It is possible, however, to apply one of the coating composition powders and thereafter apply, before any curing of the first coating layer, a second coating composition containing, for instance, a conductive metal. In such a situation, for instance, wherein a first layer of powdered epoxy is applied to the substrate in one pass, and thereafter a combination of zinc powder and epoxy powder is applied over this first layer, without any curing of the first layer, the metal (zinc) will penetrate through the first layer to the substrate.
While the simple temperature fuse or cure or baking operation is generally preferred, various other methods to cure or set organic polymers, especially thermosetting organic polymers, or other materials in the coating composition, may be utilized if desired. For instance, some polyester resins are now being cured instantaneously through the use of electron beams, as is known to the art, and the results obtained with the simple baking operation suggests that the electron beam process may also be used to cure certain thermosetting polymers. Likewise, the use of organic polymers which are cured by the action of moisture, for instance, the moisture cured urethane systems known to the art, is suggested. Another possibility is using a thermosetting organic polymer, e.g. an epoxy, which has an undercatalyzed cure system therein, with a consequential extended pot life. This type of system could function as a simple type of time cure at room temperatures.

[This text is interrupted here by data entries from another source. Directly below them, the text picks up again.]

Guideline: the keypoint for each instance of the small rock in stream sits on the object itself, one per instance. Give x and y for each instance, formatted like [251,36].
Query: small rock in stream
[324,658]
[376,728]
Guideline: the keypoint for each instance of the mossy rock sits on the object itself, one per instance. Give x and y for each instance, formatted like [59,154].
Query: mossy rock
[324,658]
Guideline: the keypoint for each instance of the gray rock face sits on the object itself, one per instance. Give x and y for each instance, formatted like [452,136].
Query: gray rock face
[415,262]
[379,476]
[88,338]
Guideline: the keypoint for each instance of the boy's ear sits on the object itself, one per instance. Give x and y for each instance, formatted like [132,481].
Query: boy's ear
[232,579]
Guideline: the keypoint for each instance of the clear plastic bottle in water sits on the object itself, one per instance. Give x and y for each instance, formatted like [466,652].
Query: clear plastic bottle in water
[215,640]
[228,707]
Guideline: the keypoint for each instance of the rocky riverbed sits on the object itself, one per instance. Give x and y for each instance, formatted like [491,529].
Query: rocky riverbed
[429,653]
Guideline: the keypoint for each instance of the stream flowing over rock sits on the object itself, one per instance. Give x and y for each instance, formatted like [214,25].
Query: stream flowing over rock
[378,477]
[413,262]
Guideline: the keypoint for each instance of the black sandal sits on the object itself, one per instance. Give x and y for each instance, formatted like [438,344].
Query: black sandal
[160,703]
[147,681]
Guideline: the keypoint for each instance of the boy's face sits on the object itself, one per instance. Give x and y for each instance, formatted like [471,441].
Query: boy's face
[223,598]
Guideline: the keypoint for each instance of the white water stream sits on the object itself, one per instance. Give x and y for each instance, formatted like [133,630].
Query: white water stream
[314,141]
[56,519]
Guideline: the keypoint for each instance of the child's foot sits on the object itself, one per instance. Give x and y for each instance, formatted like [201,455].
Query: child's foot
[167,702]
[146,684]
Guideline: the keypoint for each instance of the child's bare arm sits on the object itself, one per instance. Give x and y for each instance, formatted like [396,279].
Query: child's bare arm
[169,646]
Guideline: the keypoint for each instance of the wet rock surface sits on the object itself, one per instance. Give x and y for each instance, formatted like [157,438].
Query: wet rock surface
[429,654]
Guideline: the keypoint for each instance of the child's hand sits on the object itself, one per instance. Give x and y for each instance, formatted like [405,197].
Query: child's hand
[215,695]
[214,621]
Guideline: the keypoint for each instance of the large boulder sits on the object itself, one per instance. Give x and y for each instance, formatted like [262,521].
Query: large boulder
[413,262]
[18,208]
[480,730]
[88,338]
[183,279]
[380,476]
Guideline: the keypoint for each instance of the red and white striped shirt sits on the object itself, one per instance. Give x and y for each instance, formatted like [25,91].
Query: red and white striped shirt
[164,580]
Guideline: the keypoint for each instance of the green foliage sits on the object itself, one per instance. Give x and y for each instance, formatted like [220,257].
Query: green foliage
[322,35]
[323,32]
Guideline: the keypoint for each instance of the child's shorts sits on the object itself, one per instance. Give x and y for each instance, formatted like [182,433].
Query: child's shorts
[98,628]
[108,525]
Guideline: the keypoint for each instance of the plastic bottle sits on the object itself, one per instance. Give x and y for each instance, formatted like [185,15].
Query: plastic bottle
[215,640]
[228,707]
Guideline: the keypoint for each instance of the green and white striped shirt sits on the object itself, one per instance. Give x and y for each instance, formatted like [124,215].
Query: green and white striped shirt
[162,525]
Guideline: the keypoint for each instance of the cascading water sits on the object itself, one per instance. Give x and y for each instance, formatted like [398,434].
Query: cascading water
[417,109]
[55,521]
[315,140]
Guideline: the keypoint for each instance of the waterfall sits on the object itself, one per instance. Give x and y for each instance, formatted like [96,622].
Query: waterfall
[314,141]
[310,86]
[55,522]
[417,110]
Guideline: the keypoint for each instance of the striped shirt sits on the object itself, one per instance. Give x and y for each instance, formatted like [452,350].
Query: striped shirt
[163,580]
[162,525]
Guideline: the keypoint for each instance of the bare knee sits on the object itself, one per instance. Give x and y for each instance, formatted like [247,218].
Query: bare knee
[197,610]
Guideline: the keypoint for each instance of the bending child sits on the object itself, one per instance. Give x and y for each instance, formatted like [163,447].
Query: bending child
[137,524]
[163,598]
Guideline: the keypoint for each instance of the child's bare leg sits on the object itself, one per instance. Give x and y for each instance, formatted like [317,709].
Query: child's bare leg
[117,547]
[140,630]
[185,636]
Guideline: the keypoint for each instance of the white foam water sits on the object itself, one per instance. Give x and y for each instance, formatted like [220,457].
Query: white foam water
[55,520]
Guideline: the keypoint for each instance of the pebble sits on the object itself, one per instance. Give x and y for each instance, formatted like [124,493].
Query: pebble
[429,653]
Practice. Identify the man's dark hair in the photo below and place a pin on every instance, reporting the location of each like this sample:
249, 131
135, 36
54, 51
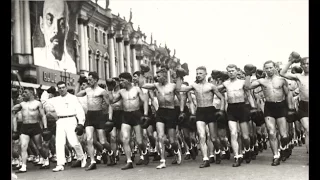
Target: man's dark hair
126, 75
116, 79
51, 90
61, 82
94, 75
136, 73
71, 91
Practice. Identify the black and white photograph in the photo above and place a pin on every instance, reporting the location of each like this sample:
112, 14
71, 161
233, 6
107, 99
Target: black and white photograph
160, 89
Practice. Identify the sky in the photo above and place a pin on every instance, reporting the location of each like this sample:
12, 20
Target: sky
215, 33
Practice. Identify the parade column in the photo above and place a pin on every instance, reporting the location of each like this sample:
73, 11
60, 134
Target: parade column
16, 27
111, 52
119, 41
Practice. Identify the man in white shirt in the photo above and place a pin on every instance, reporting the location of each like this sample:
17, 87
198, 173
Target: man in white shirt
68, 112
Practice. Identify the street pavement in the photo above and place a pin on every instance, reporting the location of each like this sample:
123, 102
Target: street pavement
295, 168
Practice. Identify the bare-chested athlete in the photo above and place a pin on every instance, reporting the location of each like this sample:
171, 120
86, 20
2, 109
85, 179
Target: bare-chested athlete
131, 96
32, 111
95, 119
165, 116
206, 112
275, 90
303, 83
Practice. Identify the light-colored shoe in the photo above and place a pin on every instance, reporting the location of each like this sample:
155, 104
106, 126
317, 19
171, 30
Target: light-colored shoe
162, 164
58, 168
178, 156
84, 161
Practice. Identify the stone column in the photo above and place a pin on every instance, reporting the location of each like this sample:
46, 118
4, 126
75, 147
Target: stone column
120, 54
26, 28
127, 50
82, 47
86, 48
133, 57
111, 52
16, 27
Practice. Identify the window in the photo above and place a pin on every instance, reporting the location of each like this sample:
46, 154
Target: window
96, 35
104, 38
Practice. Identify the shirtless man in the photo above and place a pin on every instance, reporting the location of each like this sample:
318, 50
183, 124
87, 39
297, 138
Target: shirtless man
303, 83
166, 115
237, 112
206, 113
131, 96
95, 119
275, 90
32, 111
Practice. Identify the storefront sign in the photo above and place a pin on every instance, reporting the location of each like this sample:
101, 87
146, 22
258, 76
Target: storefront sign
51, 77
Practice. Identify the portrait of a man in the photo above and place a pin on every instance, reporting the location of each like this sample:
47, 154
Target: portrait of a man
54, 26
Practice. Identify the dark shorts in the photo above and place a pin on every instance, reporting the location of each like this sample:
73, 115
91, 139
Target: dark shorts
31, 129
223, 124
238, 112
131, 118
117, 118
275, 109
259, 120
96, 119
168, 117
185, 123
303, 110
52, 127
206, 114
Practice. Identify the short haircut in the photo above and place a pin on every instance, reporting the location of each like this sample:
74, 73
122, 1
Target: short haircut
31, 89
61, 82
232, 66
94, 75
303, 60
269, 61
126, 75
71, 91
202, 68
116, 79
52, 90
136, 73
163, 71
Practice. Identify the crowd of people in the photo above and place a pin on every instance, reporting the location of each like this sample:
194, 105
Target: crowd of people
233, 112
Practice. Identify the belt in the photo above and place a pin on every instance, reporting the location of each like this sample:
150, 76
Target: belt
59, 117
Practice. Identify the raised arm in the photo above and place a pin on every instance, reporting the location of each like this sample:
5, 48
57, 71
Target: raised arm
248, 85
284, 72
43, 115
220, 96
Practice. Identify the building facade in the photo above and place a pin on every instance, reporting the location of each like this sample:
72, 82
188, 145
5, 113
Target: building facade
56, 40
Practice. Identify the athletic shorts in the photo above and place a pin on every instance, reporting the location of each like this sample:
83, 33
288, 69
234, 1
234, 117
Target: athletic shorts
96, 119
223, 124
168, 117
303, 110
31, 129
238, 112
276, 109
206, 114
52, 127
117, 118
185, 123
131, 118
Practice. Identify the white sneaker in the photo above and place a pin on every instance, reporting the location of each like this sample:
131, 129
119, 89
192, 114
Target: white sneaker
84, 161
58, 168
178, 156
40, 161
162, 164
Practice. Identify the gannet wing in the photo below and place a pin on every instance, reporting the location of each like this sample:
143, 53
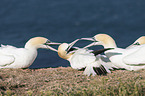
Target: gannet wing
106, 62
136, 58
81, 58
6, 60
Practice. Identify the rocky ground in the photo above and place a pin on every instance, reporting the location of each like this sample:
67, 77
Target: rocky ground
65, 81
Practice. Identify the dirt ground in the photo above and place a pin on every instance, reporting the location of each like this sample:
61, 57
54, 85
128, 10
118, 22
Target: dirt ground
67, 81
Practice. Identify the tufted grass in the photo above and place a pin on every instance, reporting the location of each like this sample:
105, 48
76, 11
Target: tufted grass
69, 82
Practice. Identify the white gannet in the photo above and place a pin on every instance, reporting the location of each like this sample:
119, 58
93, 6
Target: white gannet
129, 58
80, 58
139, 41
12, 57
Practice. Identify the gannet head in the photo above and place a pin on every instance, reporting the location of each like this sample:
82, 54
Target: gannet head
140, 41
64, 48
101, 39
40, 42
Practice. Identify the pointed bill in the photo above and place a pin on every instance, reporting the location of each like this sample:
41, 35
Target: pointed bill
71, 44
92, 44
53, 49
89, 39
52, 43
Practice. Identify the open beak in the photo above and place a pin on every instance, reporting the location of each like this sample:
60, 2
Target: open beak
92, 44
71, 44
50, 44
90, 39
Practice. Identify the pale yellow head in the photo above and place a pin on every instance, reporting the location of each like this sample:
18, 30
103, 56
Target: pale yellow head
105, 40
62, 51
40, 42
140, 41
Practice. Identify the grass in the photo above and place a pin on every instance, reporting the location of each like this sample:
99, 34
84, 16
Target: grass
69, 82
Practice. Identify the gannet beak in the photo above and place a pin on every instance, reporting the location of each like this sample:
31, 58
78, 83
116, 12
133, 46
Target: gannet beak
89, 39
48, 44
71, 44
92, 44
52, 43
53, 49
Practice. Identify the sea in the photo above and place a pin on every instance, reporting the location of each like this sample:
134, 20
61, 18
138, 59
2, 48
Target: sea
67, 20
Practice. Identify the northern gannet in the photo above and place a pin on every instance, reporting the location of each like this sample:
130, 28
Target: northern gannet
139, 41
12, 57
129, 58
80, 58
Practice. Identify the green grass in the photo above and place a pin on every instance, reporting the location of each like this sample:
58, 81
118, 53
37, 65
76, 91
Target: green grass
69, 82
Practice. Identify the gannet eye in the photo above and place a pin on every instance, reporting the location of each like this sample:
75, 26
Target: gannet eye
137, 43
47, 42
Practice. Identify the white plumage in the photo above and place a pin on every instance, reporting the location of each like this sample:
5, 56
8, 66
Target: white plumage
131, 58
12, 57
80, 58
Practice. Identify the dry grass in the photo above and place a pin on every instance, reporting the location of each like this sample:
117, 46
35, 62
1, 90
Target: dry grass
70, 82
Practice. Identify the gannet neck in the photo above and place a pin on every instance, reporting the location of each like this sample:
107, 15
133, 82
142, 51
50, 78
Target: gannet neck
105, 40
140, 40
36, 42
62, 51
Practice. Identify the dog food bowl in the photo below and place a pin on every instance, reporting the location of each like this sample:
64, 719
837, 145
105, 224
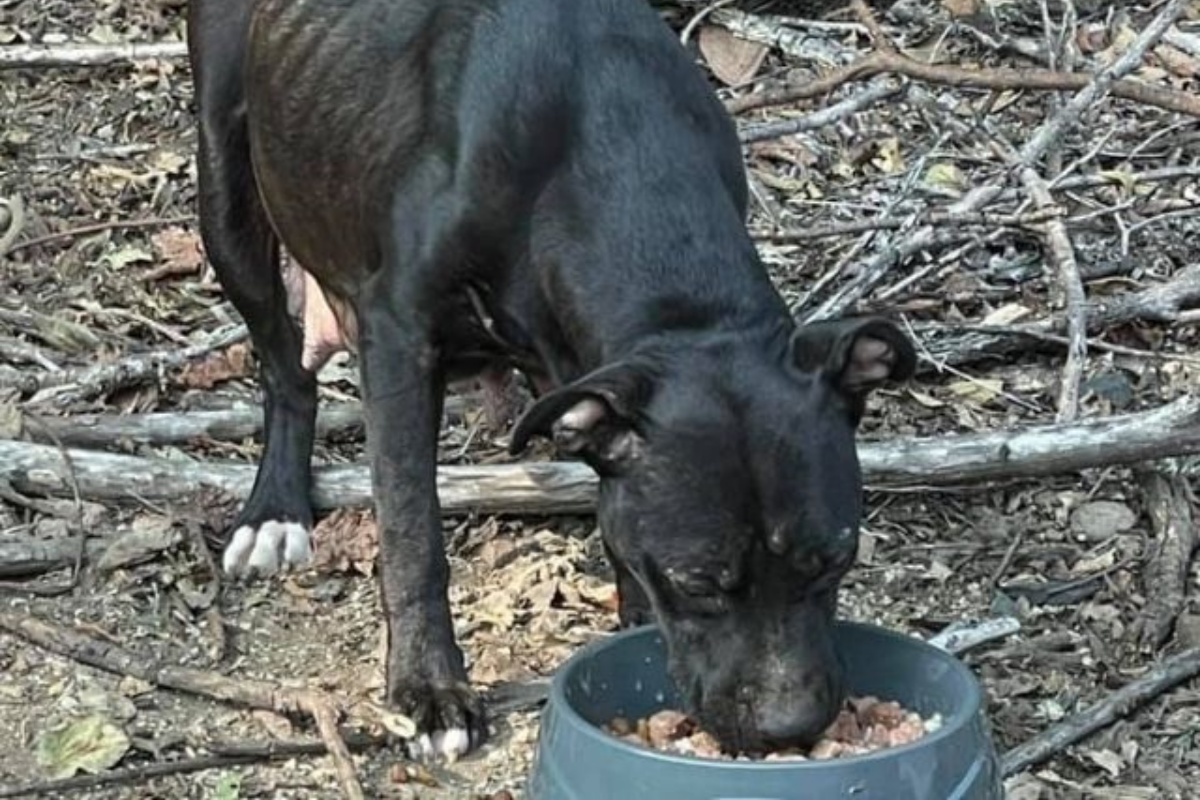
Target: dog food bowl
625, 675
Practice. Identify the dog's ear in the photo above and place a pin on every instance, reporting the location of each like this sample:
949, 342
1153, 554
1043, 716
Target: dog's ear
597, 417
858, 355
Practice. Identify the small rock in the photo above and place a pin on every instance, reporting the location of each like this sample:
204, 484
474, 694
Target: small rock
1101, 519
1187, 630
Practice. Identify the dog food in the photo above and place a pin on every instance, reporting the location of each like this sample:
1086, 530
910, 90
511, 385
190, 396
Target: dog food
864, 725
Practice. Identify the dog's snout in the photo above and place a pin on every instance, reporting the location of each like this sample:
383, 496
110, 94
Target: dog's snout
798, 720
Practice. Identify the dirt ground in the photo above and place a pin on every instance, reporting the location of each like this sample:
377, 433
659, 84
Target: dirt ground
107, 263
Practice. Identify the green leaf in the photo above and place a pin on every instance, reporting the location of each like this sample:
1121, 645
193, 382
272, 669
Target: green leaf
946, 175
228, 787
91, 744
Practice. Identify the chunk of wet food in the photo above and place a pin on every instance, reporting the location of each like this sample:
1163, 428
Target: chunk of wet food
864, 725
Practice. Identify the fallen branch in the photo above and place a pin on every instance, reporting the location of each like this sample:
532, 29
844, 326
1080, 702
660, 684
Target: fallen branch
1164, 302
97, 227
774, 31
22, 558
569, 487
1165, 576
961, 637
839, 110
933, 217
132, 775
1047, 134
69, 386
15, 56
12, 220
1062, 254
1158, 679
246, 692
996, 79
103, 431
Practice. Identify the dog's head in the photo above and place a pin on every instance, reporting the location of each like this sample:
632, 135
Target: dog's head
730, 488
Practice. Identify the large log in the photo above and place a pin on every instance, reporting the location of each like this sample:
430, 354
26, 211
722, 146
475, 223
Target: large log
568, 487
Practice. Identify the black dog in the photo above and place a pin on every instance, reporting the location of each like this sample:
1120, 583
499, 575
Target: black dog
550, 186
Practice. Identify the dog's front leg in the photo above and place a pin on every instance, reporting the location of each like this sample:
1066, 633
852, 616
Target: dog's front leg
402, 390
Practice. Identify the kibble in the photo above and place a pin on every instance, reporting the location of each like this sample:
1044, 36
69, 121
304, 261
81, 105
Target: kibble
865, 725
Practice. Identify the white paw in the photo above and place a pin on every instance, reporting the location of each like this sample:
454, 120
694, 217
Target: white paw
445, 745
268, 548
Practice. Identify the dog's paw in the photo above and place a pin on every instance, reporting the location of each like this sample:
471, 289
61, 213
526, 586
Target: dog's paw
267, 548
450, 720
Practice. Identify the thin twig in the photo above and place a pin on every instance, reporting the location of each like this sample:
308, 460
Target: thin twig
221, 755
828, 115
996, 79
933, 217
99, 227
1158, 679
1062, 256
75, 644
87, 55
15, 210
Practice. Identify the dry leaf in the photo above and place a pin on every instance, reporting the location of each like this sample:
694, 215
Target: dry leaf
1107, 761
91, 744
1007, 314
216, 367
123, 257
733, 60
887, 156
958, 8
978, 390
945, 174
928, 401
346, 540
179, 252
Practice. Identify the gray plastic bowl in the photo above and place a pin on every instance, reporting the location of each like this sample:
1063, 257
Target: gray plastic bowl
624, 674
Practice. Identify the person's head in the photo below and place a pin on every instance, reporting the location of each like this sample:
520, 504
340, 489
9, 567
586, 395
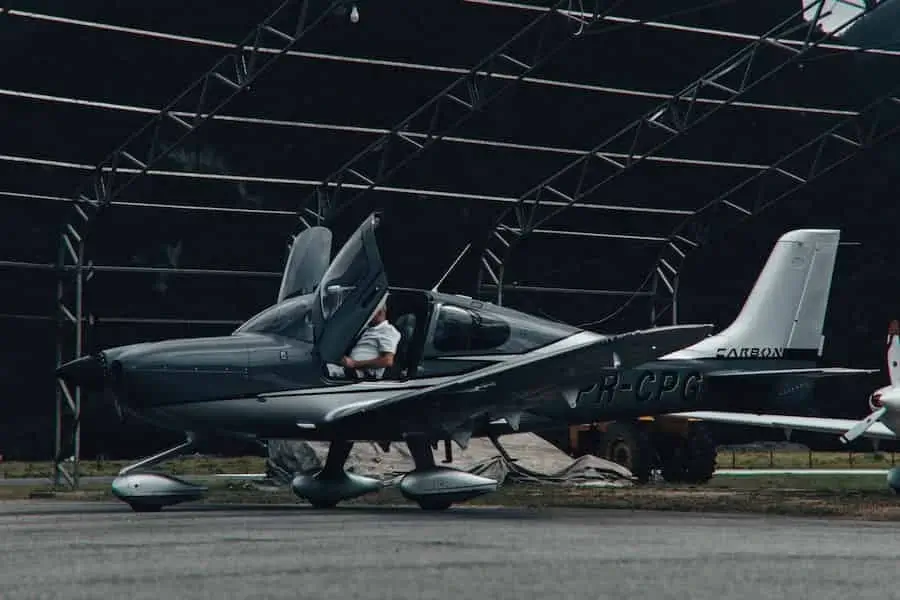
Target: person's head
379, 316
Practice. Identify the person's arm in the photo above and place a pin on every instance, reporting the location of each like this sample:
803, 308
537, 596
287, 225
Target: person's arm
387, 348
384, 360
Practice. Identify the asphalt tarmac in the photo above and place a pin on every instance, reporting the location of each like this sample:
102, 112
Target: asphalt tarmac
57, 549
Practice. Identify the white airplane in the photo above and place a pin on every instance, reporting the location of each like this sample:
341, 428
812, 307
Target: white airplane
883, 423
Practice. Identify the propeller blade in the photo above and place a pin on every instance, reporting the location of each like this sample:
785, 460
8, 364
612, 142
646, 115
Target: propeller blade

In most coating operations, the thermoplastic and/or thermosetting polymers in the coating composition will be fused or cured into a film. However, in certain situations the formation of a film may be unnecessary and perhaps even undesired. In such situations, it may be necessary only to fuse, for instance, thermoplastic polymer particles to one another. In any event, the curing or heat treating operation to which the coating compositions is subjected after the electrostatic coating step should convert at least one component of the coating composition into a form which adheres the coating composition, after the electrostatic charge is dissipated, on the substrate.
When a single pass spraying operation is utilized, a heated substrate can be utilized. However, a heated substrate is not preferred when multiple spray passes are utilized, as the heat from the substrate can fuse or cure the coating material to the point where no further penetration of various components, e.g. zinc, can be obtained on subsequent passes.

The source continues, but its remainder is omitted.